ATLANTA — Duel in the Pool? More like Slaughter in the Water.
The United States hasn’t come close to losing one of these every-other-year dual meets since they were launched in 2003 as a way to build interest in swimming during non-Olympic years.
Even with Michael Phelps back home in Baltimore, focusing on training for next summer’s London Games, Brendan Hansen doesn’t expect anything to change when the powerful Americans take on a European all-star team today and Saturday at the Georgia Tech Aquatic Center.
“It’s hard for me to believe we can lose the way this team feeds off each other,” Hansen said after a practice session Thursday morning at the same pool that played host to the 1996 Atlanta Olympics. “When we start rolling at a meet like this, it’s a slippery slope. The meet is over a lot sooner than you think, then we’re just racing each other.”
USA Swimming has assembled a daunting group that features Ryan Lochte – the star of this year’s world championships – along with Olympic gold medalists Hansen, Natalie Coughlin, Rebecca Soni, Dana Vollmer and Amanda Beard. The next wave of American stars is led by 16-year-old Missy Franklin, who captured three golds and five medals overall at worlds.
The Europeans faced a challenge assembling a competitive team, given all the politics and differing objectives of the various national federations.

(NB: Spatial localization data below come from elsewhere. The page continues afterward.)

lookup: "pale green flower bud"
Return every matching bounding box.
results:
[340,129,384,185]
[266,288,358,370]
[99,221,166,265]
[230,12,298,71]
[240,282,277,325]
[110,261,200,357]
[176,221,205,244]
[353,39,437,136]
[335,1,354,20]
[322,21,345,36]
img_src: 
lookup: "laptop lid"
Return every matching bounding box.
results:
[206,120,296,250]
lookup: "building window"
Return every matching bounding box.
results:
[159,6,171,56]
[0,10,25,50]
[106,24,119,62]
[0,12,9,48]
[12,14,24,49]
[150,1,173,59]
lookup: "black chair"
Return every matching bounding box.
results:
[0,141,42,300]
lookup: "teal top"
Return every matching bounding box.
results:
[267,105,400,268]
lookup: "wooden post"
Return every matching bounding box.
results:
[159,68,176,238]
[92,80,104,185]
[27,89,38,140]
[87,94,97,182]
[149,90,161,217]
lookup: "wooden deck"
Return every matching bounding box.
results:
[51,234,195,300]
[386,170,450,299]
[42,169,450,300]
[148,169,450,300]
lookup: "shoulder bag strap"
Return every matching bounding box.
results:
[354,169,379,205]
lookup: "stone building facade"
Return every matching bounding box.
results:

Germany and Russia contributed only one swimmer apiece, and the powerhouse French squad isn’t participating at all.
Still, there’s quite a mix – 41 swimmers from 18 nations, including world champions Daniel Gyurta, of Hungary, and Lotte Friis and Jeanette Ottesen, of Denmark.
“Try having a team meeting,” quipped Markus Rogan, a two-time Olympian from Austria. “It’s very interesting, communications-wise.”